Editorial

Tipp 135:
Flotte Lotte für Proteine

Flotte Lotte

In der Küche unverzichtbar aber auch im Labor sehr praktisch: die Flotte Lotte.

Spitzenköche und Marmelade-kochende Omis schwören auf die Flotte Lotte, wenn sie gekochtes Gemüse, Früchte oder Suppen schonend zerkleinern und passieren wollen. Das Prinzip der Flotten Lotte funktioniert en miniature aber auch bei Proteinen.


Tipp: Proteinaufbereitung

Proteomikern reichen wenige Mikroliter kultivierter Zellen oder Zellgewebe, um Tausende darin enthaltende Proteine mit Hilfe der Massenspektrometrie zu erfassen und ihre Mengenverhältnisse in der Zelle zu bestimmen. Bevor die Proteine den Flug durch das Massenspektrometer antreten können, muss man sie jedoch zunächst aus der Probe extrahieren und zu Peptiden verdauen. Dazu verwendeten Proteomiker bisher eine Kombination aus verschiedenen Verfahren, deren prominenteste der In-Gel- und der In-Solution-Verdau sind. Beide Methoden haben Schwächen, unter anderem fallen bei ihnen die Membranproteine häufig unter den Tisch.

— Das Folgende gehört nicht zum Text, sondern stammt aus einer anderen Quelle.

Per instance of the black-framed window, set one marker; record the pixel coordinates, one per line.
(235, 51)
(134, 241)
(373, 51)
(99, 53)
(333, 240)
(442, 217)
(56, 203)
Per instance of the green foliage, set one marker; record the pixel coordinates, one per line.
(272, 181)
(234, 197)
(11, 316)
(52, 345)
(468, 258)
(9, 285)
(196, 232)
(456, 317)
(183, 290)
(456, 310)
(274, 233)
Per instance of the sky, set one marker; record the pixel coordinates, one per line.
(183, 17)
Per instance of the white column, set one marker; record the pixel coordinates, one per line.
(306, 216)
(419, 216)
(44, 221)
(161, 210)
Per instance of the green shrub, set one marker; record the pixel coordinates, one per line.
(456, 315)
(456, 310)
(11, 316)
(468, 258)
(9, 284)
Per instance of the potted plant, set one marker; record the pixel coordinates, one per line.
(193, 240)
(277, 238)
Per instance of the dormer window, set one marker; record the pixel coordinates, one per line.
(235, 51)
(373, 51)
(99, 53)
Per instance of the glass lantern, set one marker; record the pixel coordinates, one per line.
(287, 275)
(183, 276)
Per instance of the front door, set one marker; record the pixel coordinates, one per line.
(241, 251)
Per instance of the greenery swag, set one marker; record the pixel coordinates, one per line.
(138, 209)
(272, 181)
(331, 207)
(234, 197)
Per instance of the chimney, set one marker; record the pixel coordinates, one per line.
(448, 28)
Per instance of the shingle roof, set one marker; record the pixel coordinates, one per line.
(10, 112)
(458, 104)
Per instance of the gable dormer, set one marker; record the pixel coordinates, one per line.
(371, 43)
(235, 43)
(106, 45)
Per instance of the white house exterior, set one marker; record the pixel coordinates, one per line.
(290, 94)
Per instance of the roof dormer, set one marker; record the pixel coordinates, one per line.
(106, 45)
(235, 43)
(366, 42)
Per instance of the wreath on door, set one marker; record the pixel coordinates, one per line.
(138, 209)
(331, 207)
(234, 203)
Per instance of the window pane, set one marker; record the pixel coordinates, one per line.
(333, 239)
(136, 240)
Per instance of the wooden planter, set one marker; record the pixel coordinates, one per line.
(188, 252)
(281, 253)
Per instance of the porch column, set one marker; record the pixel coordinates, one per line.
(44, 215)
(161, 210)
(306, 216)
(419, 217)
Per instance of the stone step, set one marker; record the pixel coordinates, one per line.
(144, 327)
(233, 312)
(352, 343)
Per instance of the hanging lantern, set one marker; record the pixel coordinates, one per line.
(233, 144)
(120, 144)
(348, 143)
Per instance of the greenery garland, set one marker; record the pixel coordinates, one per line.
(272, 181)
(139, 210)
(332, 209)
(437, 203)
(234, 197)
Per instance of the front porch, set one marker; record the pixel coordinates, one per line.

Um speziell Letzteres zu vermeiden, entwickelten wir die FASP-Technik (Filter Aided Sample Preparation), die wie eine winzige Passiermühle oder Flotte Lotte funktioniert. Die FASP-Methode ist leicht durchzuführen, alles was Sie dazu brauchen, sind Natrium Dodecylsulfat (SDS), Harnstoff und ein handelsübliches ­Ultrafiltrations-Gerät (Molekulargewichts-Ausschlussfilter) für den Mikromaßstab (Wisniewski et al. (2009) Nat. Methods 6: 359-62).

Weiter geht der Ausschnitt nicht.